120.待ち望んでいた音
ぴろん
「はっ!?」
待ち望んでいた音が聞こえた。
メッセージの通知音。
「ミンタカ、ありがとーー!!!」
思わず叫んでしまった。
とうとうミンタカが家に着いて、大量の薬草を送ってくれた。
もし彼女が今ここにいたら、間違いなく抱きついていただろう。というか次会ったら絶対そうする。
一旦、今まで使っていた薬草のカゴを横に避けて、新しいカゴを置く。
そこに入るだけ目いっぱい薬草を出して。
「よし、OK。作るぞ!」
またさっきと同じように手を動かし続ける。
「カペラちゃん、今作ってる薬はレア度★★だから、より重傷な人に使ってあげて欲しい!」
「えっ、★★?」
回復薬でさえ身近ではないのに、★★はもっと意外だったらしい。
でも、彼女は戸惑いつつも指示に従ってくれた。
「掛けるよー? えいっ!」
キュポンと栓を外して薬を振り掛けると、さっきまでとは比べ物にならないほど高い効果だった。

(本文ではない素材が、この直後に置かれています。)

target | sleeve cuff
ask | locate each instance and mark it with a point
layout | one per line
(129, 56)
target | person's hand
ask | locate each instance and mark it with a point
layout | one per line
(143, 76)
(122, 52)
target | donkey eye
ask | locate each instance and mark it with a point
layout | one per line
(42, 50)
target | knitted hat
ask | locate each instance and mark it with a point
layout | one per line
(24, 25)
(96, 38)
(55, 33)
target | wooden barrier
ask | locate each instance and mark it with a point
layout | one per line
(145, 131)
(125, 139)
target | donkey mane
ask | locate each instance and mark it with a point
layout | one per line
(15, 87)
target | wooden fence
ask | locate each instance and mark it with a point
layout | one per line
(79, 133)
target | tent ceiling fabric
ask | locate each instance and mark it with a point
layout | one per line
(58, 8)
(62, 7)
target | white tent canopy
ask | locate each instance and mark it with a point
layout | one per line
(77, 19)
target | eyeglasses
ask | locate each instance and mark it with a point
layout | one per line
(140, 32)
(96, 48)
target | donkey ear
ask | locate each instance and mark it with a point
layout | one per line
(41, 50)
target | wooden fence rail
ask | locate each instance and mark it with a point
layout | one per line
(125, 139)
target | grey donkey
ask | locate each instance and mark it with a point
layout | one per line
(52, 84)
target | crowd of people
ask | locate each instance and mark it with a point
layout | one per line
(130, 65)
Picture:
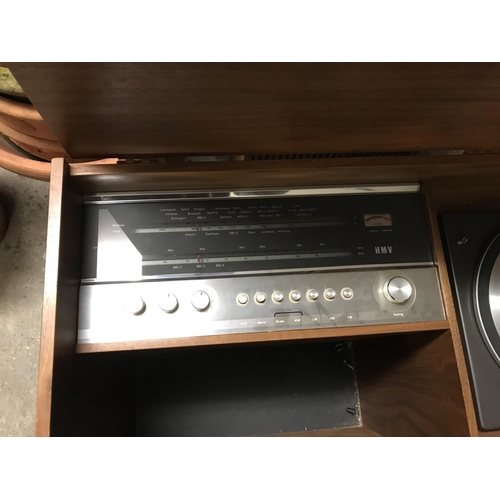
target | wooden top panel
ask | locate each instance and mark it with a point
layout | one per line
(135, 109)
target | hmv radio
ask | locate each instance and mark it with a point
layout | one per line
(161, 266)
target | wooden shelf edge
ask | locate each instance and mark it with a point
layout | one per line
(241, 338)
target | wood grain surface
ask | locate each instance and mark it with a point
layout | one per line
(243, 338)
(60, 302)
(119, 109)
(409, 385)
(449, 173)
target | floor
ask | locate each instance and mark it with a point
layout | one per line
(22, 263)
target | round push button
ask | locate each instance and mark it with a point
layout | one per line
(200, 300)
(168, 303)
(242, 299)
(134, 304)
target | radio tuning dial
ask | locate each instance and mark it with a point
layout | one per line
(169, 303)
(200, 300)
(398, 290)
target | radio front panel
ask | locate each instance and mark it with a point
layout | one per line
(160, 266)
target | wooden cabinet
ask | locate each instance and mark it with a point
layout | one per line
(282, 125)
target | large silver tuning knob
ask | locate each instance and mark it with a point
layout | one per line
(397, 290)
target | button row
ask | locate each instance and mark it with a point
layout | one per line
(295, 296)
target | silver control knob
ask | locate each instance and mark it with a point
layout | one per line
(397, 290)
(134, 304)
(200, 300)
(242, 299)
(168, 303)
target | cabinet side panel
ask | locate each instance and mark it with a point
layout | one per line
(60, 303)
(410, 386)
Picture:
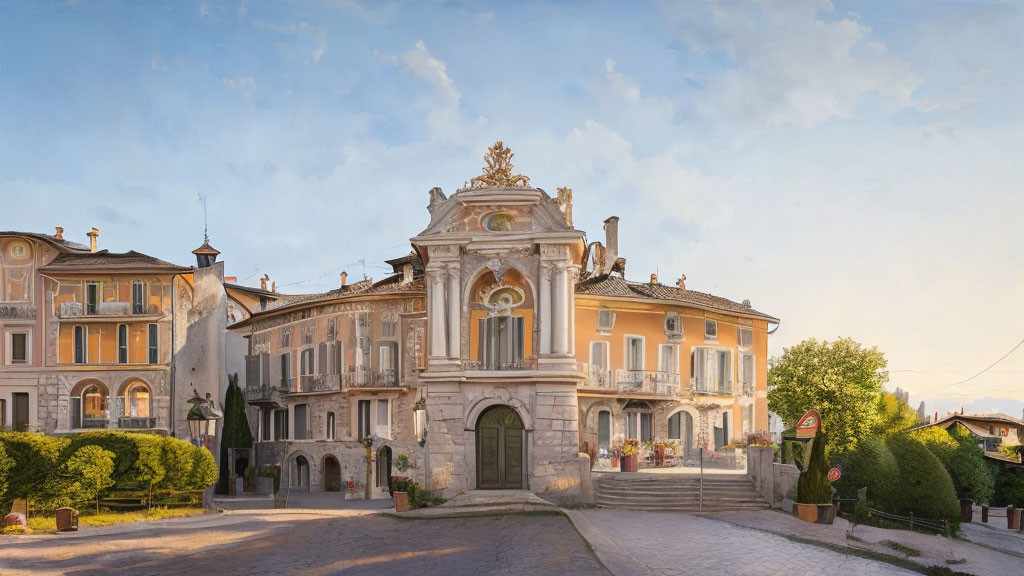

死んでるんじゃないかと不安になるくらいだった人が、何とか身体を起こせるようになったのだから。
「まだまだいっぱい作るからね!」
少し軽めな、ギリ動けない、くらいの傷の人は完治している。
「すまん、本当にありがとう! これで戦線に戻れるっ!」
武器を取って駆け出して行く背中に向かって、叫ぶ。
「もし、夕嵐の双翼のプロキオンって子を見かけたら、私が探してたって言っといて!」
ここにプロキオンが居れば、量は少なくても★★★の薬が作れる。
彼は戦闘はあまり出来ないと言っていたし、こちらに来てくれた方がありがたいんだ。
「了解っ! 絶対連れてくる!」
薬で回復したことに余程恩を感じてくれているのか、力強い返事が帰ってきた。
ミンタカからのメッセージによると、土妖精の皆さんはこの状況を知って、謎の妖精パワーをフル活用して薬草を育ててくれているらしい。
もう一時間もしないうちに畑一面分が届くとのこと。
今ある量でも中々減らないくらいに大量だから、★★の薬草が足りなくなる心配はしなくても良さそう。
もし無くなっても★で作り続けたら良いだけだし。
薬草を買うというお仕事が無くなったカペラちゃんは、帰るかと思いきやそのまま配布係になってくれている。
出来上がった薬を鍋から横に移すだけの時間ももったいない今だから、少しでも手伝ってくれたら本当に嬉しいんだ。
「嬢ちゃん、ありがとよ!!」
「よし、もう一戦行くぜ!!」
元気を取り戻した人々が、戦いへ戻って行く。
これで、少しは助けになれているだろうか。